ロック界では、毎年のようにアルバムを出すアーティストもいますが、主にアルバムを出す周期としては、2~3年に1枚というサイクルがいちばん多いでしょうか。好きになったアーティストは、すぐに次のアルバムを出してほしいものですよね。
しかし、ニール・ヤングやヴァン・モリソンなどは、約半世紀にもなるキャリアでもあるのに関わらず、毎年のようにコンスタントにオリジナルアルバムを出しますので、ファンとしては嬉しい反面、過去の作品もコンプリートを目指したいので財布には厳しいという現実もあります(笑)。
反対に非常に寡作のアーティストもいます。私が紹介したいのは84年のデビュー以来、まだ4枚しかアルバムをリリースしていないグラスゴー出身のバンド、ブルー・ナイルです。
このブルー・ナイルというバンド、いろんな意味で渋いバンドなのです。まず、デビューアルバムをリリースしたのがリンというレーベルから。このリンというのは、スコットランドにある高級オーディオメーカー。
メーカーとしては唯一の英国王室御用達ブランドであり、日本でもオーディオマニアの方ならご存知なはず。このリンはレーベルも経営しており、クラシックのアルバムを中心に今でもリリースを続けております。ジャズなどもリリースしてますが、ロックのリリースはごく稀にしかありません。
そんなリンからリリースしたデビューアルバム『ア・ウォーク・アクロス・ザ・ルーフトップス』は評論家の受けは良かったもののヒットには至りませんでした。内容も実に渋い作品揃いで、メロディーが後からじわじわ来る落ち着いた作風が好印象なんですが、悪く言うと全体的に地味な作品でもありました。そして次のアルバム『ハッツ』まで5年を待つことになります。
そのセカンドアルバム『ハッツ』は前作を上回る評価を得、UKの各音楽誌も絶賛の嵐、私もこのアルバムでブルー・ナイルに出会うことになりました。で、内容の方は? 全体的にスローな曲が多くやっぱり渋い。しかし「聴けば聴くほど名曲感」は前作以上で、やっぱりじわじわきました。
冒頭の「オーヴァー・ザ・ヒルサイド」から超スローな彼らのペースにまず引き込まれます。年老いたアーティストでもないのに、アルバムのアタマにこんなゆっくりな曲持ってくるか? 当時はそう感じたものです。主要メンバーのポール・ブキャナンは当時33歳。そんなに若くはないといえもうこの円熟の域なのか! とも。

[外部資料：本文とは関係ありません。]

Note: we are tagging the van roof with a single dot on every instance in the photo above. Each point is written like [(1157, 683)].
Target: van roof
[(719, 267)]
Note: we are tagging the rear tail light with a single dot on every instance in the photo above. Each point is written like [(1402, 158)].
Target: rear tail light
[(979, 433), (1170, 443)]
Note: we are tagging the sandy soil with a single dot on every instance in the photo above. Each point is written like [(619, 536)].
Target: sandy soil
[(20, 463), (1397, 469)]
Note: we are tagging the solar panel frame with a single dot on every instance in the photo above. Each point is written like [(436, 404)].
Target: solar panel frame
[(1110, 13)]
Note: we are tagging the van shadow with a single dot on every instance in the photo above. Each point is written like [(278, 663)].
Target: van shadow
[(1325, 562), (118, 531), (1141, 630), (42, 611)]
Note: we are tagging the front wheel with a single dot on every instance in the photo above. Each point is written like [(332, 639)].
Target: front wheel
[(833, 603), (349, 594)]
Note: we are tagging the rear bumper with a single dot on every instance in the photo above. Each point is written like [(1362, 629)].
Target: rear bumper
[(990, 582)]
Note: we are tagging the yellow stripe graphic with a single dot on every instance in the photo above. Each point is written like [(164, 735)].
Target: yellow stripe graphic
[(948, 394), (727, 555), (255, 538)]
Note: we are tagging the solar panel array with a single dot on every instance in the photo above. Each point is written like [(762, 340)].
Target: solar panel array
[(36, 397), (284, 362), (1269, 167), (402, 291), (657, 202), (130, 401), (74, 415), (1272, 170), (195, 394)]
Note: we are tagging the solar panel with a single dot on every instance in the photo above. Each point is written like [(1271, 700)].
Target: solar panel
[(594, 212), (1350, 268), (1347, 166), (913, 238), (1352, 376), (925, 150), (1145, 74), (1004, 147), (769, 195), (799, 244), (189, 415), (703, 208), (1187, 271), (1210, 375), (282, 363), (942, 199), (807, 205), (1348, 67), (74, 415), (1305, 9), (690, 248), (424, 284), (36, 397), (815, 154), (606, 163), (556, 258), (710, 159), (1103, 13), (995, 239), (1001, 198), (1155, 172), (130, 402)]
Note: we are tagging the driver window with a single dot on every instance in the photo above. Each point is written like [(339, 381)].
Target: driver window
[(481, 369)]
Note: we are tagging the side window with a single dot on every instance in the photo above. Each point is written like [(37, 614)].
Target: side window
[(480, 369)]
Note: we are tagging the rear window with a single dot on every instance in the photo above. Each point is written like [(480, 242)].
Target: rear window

セールスのほうもUKで12位を記録し、早くも次作への期待が高まりましたが、今度はサードアルバム『ピース・アット・ラスト』までは7年も待たなければなりませんでした。メンバーが他に仕事をしていたなど諸事情もあったのでしょうが、解散もしてないバンドとしては非常に珍しい現象でもありました。
ちなみにその次のアルバム『ハイ』までは8年。もはやファンやリスナーにある種の忍耐を試しているのではあるまいかという勘ぐりまでして次作を渇望してしまうのは、どのアルバムも本当に素晴らしいから。「いい曲を作り上げるのには時間がかかる」という自分なりの解釈をしてまた次のアルバムを期待してしまいます。
『ハイ』のあと、8年経ってポールのソロアルバム『ミッド・エアー』が2012年にリリースされました。次のリリースはバンドなのかソロなのかはわかりませんが、2020年あたりを見据えてじっくり待つとしましょう。言い忘れましたが、ルックスもいい意味で渋いです。